GÜNCEL
Eğitim Sen'den 'Öğretmen dünyayı değiştirir' kampanyası
5 Ekim Dünya Öğretmenler Günü nedeniyle "Öğretmen dünyayı değiştirir" kampanyası başlatan Eğitim Sen, ekonomik krizin eğitim ve bilim emekçilerinin çalışma ve yaşam koşullarını olumsuz etkilediğini belirterek emeğinin karşılığını istediğini ifade etti.
Eğitim ve Bilim Emekçileri Sendikası (Eğitim Sen), 5 Ekim Dünya Öğretmenler Günü nedeniyle "Öğretmen Dünyayı Değiştirir" şiarıyla öğretmenlerin sendikal ve mesleki haklarına yönelik kampanya başlattı. Mülkiyeliler Birliği'nde kampanyanın duyurusu amacıyla yapılan basın toplantısına KESK ve bağlı sendikaların MYK üyeleri ile şube yöneticilerimiz katıldı.
Basın toplantısını okuyan Eğitim Sen Genel Başkanı Feray Aytekin Aydoğan, 5 Ekim Dünya Öğretmenler Günü'nün, Birleşmiş Milletler Eğitim, Bilim ve Kültür Örgütü UNESCO tarafından 1994 yılında ilan edildiğini hatırlatarak "Bu tarihi karar, öğretmenlerin toplumsal statüsü ve haklarına yönelik önemli ve tarihi bir adım olmuştur. Öğretmenlerin sadece okul içinde değil, toplum içinde de yerine getirdikleri görevin taşıdığı önemi, uluslararası düzeyde belgeleyen, Tavsiye Kararı'nın bu yıl 25. yıl dönümü kutlanacaktır" dedi.

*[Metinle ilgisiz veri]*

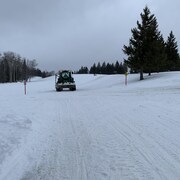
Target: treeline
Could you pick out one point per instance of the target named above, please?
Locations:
(14, 68)
(147, 51)
(104, 68)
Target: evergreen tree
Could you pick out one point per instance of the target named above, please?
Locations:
(172, 52)
(142, 48)
(93, 69)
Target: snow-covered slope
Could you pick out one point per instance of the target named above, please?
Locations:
(104, 130)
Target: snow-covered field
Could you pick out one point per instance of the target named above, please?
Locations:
(103, 131)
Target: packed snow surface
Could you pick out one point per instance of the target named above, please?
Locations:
(103, 131)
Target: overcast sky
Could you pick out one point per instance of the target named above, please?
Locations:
(67, 34)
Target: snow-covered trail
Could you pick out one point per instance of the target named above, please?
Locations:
(102, 131)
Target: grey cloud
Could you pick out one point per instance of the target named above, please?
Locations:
(69, 33)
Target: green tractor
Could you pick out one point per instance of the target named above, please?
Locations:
(63, 80)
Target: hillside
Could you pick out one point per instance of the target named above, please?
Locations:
(104, 130)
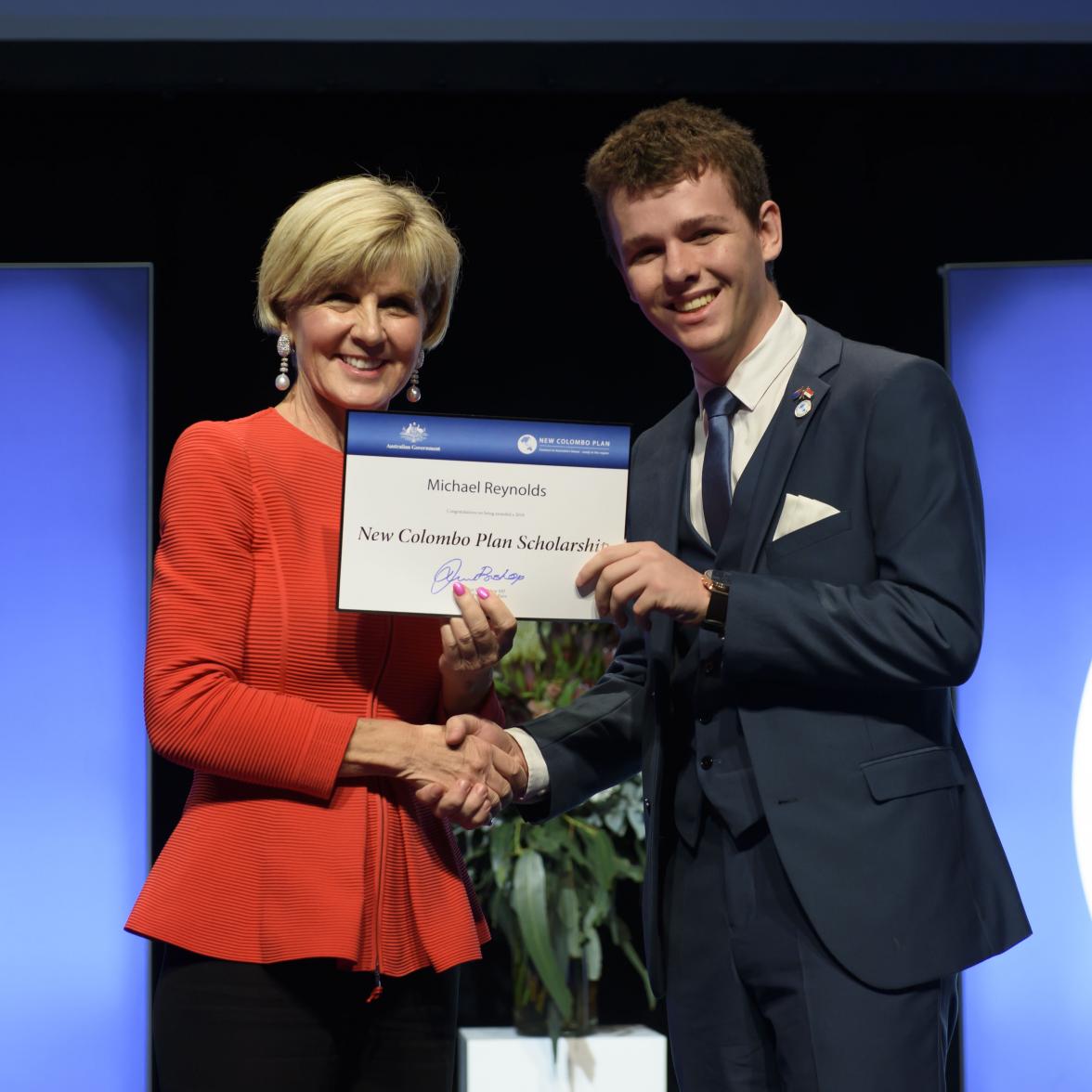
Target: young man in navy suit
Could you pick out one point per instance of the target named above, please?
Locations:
(800, 589)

Öğretmenlerin Statüsü Tavsiye Kararı'nın, öğretmenlerin haklarını geliştirmeyi ve korumayı amaçlarken, aynı zamanda uluslararası düzeyde yapılmış bir toplu sözleşme niteliği taşıdığını belirten Aydoğan, "Tavsiye Kararı, Türkiye tarafından da kabul edilen ve altına imza atılan bir belge olmasına rağmen, Türkiye'nin yıllardır yükümlülüklerini yerine getirdiğini söylememiz mümkün değildir. Türkiye'nin öğretmenleri 5 Ekim Dünya Öğretmenler Günü'nü çözümsüzlüğe terk edilen hukuksuz ihraçlar, açığa almalar, soruşturma ve sürgünlerin gölgesinde, sözleşmeli/güvencesiz istihdam uygulamaları ve hak kayıpları ile karşılamaktadır" diye belirtti.
Aydoğan, bugüne kadar OHAL KHK'leri ile 40 bin 922 eğitim ve bilim emekçisinin hukuksuzca ihraç edildiğini ve ihraçların yüzde 3,84'ünün Eğitim Sen üyesi olduğunu hatırlattı.
"Öğretmenlerin yıllar boyunca büyük fedakârlıklara katlanarak çalışırken yaşadığı zorluklar ortadayken, çalışma ve yaşam koşulları ve mesleki saygınlıklarının giderek kötüleşmesi dikkat çekicidir. Geçtiğimiz yıllar içinde öğretmenlerin ekonomik ve sosyal sorunlarına ek olarak, mesleki saygınlıklarında ciddi gerilemeler yaşanmıştır" diyen Aydoğan, ekonomik krizin eğitim ve bilim emekçilerinin çalışma ve yaşam koşullarını olumsuz etkilediğini ifade etti.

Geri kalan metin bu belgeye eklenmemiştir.